Heidi kept her eye on it—shoplifters carry such things. But the woman didn’t go near the bookshelves at all; she turned in the aisles and turned again. The shop had a wild morning
brightness: snow-dazzle freakishly shot through with slashes of early sunlight, too sharp to bear. All that exaggerated whiteness seemed to be crowding into the narrow vestibule of the shop, and
had swept the woman straight through the doorway. She asked the Turkish boy for the proprietor—it was the proprietor she wanted, because of those heaps of foreign books in the window. The
foreign books had lured her; she had never noticed this shop before. She was used to walking all over Stockholm, but she was still new to it. You could tell from her accent how new. She had
something astonishing, something stupendous, in her bag. Was there anyone here—perhaps even the proprietor—who could read Polish? Or who had access to the local Polish intelligentsia?
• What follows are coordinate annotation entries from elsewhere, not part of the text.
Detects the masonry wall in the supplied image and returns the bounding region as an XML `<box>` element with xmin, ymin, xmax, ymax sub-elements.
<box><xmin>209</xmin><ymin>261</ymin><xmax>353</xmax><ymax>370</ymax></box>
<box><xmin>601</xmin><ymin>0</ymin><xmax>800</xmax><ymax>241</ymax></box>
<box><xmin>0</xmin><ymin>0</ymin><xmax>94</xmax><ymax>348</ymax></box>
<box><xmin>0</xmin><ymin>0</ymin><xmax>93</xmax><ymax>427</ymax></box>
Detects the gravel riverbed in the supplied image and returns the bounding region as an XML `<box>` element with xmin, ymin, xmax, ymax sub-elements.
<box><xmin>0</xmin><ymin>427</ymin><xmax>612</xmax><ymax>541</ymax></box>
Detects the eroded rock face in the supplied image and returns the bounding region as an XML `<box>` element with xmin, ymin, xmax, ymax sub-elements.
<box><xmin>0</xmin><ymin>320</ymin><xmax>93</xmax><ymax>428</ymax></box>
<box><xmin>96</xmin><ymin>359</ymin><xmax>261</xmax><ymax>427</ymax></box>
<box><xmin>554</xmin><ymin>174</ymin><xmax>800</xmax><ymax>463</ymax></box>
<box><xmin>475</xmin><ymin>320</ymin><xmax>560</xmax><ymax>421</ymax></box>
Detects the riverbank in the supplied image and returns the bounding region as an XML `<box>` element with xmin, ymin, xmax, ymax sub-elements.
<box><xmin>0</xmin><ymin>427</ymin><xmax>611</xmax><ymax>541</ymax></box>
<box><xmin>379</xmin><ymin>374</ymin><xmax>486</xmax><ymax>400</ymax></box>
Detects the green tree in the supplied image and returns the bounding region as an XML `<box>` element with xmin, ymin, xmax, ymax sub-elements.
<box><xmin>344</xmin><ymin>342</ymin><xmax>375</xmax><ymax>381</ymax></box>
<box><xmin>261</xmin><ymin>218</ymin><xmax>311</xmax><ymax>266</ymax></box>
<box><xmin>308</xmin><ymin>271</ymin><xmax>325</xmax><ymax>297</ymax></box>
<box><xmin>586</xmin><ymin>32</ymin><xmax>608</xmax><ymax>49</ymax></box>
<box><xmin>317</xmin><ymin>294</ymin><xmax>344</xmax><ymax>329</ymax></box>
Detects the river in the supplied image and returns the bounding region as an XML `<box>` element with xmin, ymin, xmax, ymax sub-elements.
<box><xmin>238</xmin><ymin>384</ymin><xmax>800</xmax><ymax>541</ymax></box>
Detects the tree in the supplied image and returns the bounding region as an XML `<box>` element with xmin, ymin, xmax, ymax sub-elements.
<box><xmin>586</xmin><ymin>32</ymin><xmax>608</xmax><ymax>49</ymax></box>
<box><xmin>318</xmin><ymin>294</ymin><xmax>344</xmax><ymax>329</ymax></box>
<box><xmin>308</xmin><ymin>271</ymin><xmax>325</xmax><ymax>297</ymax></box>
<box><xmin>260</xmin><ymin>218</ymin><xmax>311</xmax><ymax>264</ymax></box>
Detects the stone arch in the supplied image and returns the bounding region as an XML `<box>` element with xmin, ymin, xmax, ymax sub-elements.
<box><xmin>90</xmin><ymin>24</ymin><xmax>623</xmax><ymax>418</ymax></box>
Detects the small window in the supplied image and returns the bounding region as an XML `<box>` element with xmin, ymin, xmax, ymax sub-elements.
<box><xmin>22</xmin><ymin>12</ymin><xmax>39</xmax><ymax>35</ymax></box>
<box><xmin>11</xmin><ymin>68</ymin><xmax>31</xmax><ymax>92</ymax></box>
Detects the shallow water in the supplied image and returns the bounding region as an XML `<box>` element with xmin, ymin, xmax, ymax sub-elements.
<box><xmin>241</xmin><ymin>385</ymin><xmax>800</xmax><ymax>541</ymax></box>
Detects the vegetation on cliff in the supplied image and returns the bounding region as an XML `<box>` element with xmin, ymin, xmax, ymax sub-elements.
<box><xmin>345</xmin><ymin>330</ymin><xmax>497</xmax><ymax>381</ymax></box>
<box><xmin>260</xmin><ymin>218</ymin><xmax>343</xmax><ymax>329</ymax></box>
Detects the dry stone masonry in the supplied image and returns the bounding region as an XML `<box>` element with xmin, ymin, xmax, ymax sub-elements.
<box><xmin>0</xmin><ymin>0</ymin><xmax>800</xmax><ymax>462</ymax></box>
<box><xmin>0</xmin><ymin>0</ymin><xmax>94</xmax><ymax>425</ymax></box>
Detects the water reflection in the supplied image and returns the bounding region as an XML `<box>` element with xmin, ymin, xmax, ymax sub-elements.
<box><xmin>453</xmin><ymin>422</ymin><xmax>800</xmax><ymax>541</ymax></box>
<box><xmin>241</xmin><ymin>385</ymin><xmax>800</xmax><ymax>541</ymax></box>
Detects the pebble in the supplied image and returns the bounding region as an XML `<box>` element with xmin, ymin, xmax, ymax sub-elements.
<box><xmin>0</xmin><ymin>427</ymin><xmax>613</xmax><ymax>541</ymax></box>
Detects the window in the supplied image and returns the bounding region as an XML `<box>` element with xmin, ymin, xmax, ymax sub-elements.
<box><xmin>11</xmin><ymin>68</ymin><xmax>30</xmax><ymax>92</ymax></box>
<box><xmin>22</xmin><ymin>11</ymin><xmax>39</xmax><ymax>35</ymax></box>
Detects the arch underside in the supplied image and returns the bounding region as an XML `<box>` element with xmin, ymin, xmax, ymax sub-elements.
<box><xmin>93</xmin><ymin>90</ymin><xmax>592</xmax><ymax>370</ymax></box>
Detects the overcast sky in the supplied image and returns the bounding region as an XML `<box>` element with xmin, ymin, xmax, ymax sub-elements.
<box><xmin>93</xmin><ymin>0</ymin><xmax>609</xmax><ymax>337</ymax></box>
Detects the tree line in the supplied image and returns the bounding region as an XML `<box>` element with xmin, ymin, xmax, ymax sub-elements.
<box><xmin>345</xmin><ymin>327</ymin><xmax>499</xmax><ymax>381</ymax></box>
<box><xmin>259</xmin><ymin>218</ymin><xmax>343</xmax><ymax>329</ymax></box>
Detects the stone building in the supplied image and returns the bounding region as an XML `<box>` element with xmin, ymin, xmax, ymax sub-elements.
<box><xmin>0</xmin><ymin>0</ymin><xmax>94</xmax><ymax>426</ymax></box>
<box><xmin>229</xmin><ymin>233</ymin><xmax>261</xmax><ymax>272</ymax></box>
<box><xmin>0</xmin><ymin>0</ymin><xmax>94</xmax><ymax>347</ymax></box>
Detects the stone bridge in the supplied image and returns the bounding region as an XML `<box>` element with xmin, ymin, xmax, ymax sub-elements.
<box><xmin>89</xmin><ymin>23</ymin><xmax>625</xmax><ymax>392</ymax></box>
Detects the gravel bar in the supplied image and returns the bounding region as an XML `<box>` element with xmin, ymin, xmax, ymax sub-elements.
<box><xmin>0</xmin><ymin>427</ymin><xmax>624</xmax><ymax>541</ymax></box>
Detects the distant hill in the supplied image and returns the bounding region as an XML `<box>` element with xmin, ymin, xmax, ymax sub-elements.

In this very bag, the one in her hand (it was light enough, it wasn’t a big tome), lay the work of a genius who happened—she wasn’t going to be shy about this, she wouldn’t
hide
his
light under a bushel!—who happened to be her own father. Dead. Murdered. A victim, long ago, but immortal. And she was the daughter.
Here I am!
She had inherited her
father’s last known manuscript, a masterpiece the whole world believed to be wiped out, erased, vanished. It deserved translation into Swedish; she couldn’t do this herself. It deserved
translation into every language on the face of the earth. A visionary thing—the title itself showed how visionary—oh, amazing, it couldn’t be explained in only half a minute. Was
it possible the proprietor might know someone who could
do
something for a manuscript like this? Redeem it, accord it salvation, spread it like a gospel? The point was she was looking for a
translator.
    “So you offered her the Princess,” Lars bit off.
    “I offered her you.”
    “What are you talking about? What did you tell her?”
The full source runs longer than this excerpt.